As illustrated in Figure 4, three different patterns of somatic mutational changes were observed when time serial tumor samples were compared with blood sample for genotypes at the same base positions. Pattern 1 was forward and reverse mutations. This pattern of mutation accounted for 58% of all somatic mutations. Most of these mutations were forward GOH (genotype 0/0 in blood changed to genotype 0/1 in benign tumor) followed by reverse LOH (genotype 0/1 in benign tissue changed to genotype 0/0 in malignant tumor); Pattern 2 was forward mutations observed in benign tumor, with all five being forward LOH mutations (genotype 0/1 in blood changed to genotype 0/0 in benign portion of the tumor), and the genotype remained the same in malignant tumor; pattern 3 was forward mutations observed in malignant tumor, which occurred only in tissue from benign to malignant transformation. The 2nd and 3rd patterns were similar in that both of them were forward mutations without reversals, and they jointly accounted for 42% of all somatic mutations. Notably, 62% somatic mutations were occurred in benign tumor. Also, T3a and T3b samples obtained from separate parts of the surgically removed tumor tissue were different in 38% of mutation sites (Pattern 3).

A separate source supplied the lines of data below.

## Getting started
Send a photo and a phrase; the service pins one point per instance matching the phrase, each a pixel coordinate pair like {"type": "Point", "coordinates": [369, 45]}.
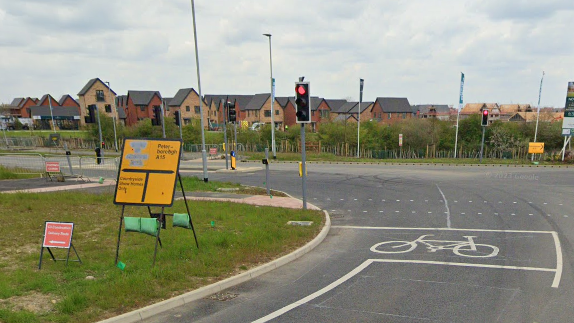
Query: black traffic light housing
{"type": "Point", "coordinates": [156, 121]}
{"type": "Point", "coordinates": [231, 112]}
{"type": "Point", "coordinates": [303, 102]}
{"type": "Point", "coordinates": [484, 122]}
{"type": "Point", "coordinates": [91, 117]}
{"type": "Point", "coordinates": [176, 116]}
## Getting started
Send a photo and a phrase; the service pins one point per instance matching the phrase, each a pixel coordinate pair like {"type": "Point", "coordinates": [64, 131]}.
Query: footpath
{"type": "Point", "coordinates": [39, 185]}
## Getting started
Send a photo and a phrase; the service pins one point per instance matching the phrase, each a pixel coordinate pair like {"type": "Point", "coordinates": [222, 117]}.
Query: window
{"type": "Point", "coordinates": [100, 95]}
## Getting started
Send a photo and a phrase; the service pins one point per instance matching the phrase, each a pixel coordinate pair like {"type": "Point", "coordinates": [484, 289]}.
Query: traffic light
{"type": "Point", "coordinates": [303, 102]}
{"type": "Point", "coordinates": [91, 117]}
{"type": "Point", "coordinates": [484, 118]}
{"type": "Point", "coordinates": [176, 116]}
{"type": "Point", "coordinates": [156, 121]}
{"type": "Point", "coordinates": [232, 114]}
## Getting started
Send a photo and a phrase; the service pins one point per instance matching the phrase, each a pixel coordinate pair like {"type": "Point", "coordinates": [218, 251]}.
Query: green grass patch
{"type": "Point", "coordinates": [241, 237]}
{"type": "Point", "coordinates": [326, 157]}
{"type": "Point", "coordinates": [195, 184]}
{"type": "Point", "coordinates": [13, 173]}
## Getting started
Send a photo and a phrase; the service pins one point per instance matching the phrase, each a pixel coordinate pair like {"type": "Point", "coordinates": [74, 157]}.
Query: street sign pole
{"type": "Point", "coordinates": [482, 144]}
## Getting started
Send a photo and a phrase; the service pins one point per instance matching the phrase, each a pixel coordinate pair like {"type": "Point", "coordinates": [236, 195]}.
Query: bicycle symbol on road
{"type": "Point", "coordinates": [460, 248]}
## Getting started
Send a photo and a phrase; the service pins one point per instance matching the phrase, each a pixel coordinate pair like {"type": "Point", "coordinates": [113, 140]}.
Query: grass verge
{"type": "Point", "coordinates": [240, 238]}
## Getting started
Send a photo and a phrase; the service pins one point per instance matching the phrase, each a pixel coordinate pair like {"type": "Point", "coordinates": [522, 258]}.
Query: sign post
{"type": "Point", "coordinates": [58, 235]}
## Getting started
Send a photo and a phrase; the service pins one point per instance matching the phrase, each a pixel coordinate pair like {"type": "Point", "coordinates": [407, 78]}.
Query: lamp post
{"type": "Point", "coordinates": [203, 153]}
{"type": "Point", "coordinates": [272, 99]}
{"type": "Point", "coordinates": [114, 117]}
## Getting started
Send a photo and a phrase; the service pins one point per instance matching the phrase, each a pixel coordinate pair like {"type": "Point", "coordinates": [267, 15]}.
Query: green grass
{"type": "Point", "coordinates": [11, 173]}
{"type": "Point", "coordinates": [326, 157]}
{"type": "Point", "coordinates": [46, 133]}
{"type": "Point", "coordinates": [242, 237]}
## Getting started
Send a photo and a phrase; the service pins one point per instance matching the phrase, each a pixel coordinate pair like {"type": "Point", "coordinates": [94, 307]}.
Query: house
{"type": "Point", "coordinates": [432, 111]}
{"type": "Point", "coordinates": [187, 102]}
{"type": "Point", "coordinates": [391, 110]}
{"type": "Point", "coordinates": [97, 93]}
{"type": "Point", "coordinates": [140, 105]}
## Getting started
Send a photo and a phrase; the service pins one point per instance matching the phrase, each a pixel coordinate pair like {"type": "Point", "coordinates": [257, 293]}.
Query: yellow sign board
{"type": "Point", "coordinates": [148, 172]}
{"type": "Point", "coordinates": [536, 148]}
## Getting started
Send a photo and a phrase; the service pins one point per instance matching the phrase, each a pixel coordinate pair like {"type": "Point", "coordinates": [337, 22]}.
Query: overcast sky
{"type": "Point", "coordinates": [414, 49]}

Germline mutations enriched in LRRFIP1 pathway

In order to determine the possible genetic predispositions of OM, germline mutations were identified from the patient's white-blood-cell genomic DNA sample. In the patient's white-blood-cell genome, a total of 47 non-synonymous SNVs in 41 genes have been detected, among which there were three nonsense mutations occurred in three genes, LRRFIP1, CA11 and TUBA8. And the remainders were missense mutations. The mutation data were summarized in Table 1. Non-synonymous germline mutations detected in the patient's peripheral blood.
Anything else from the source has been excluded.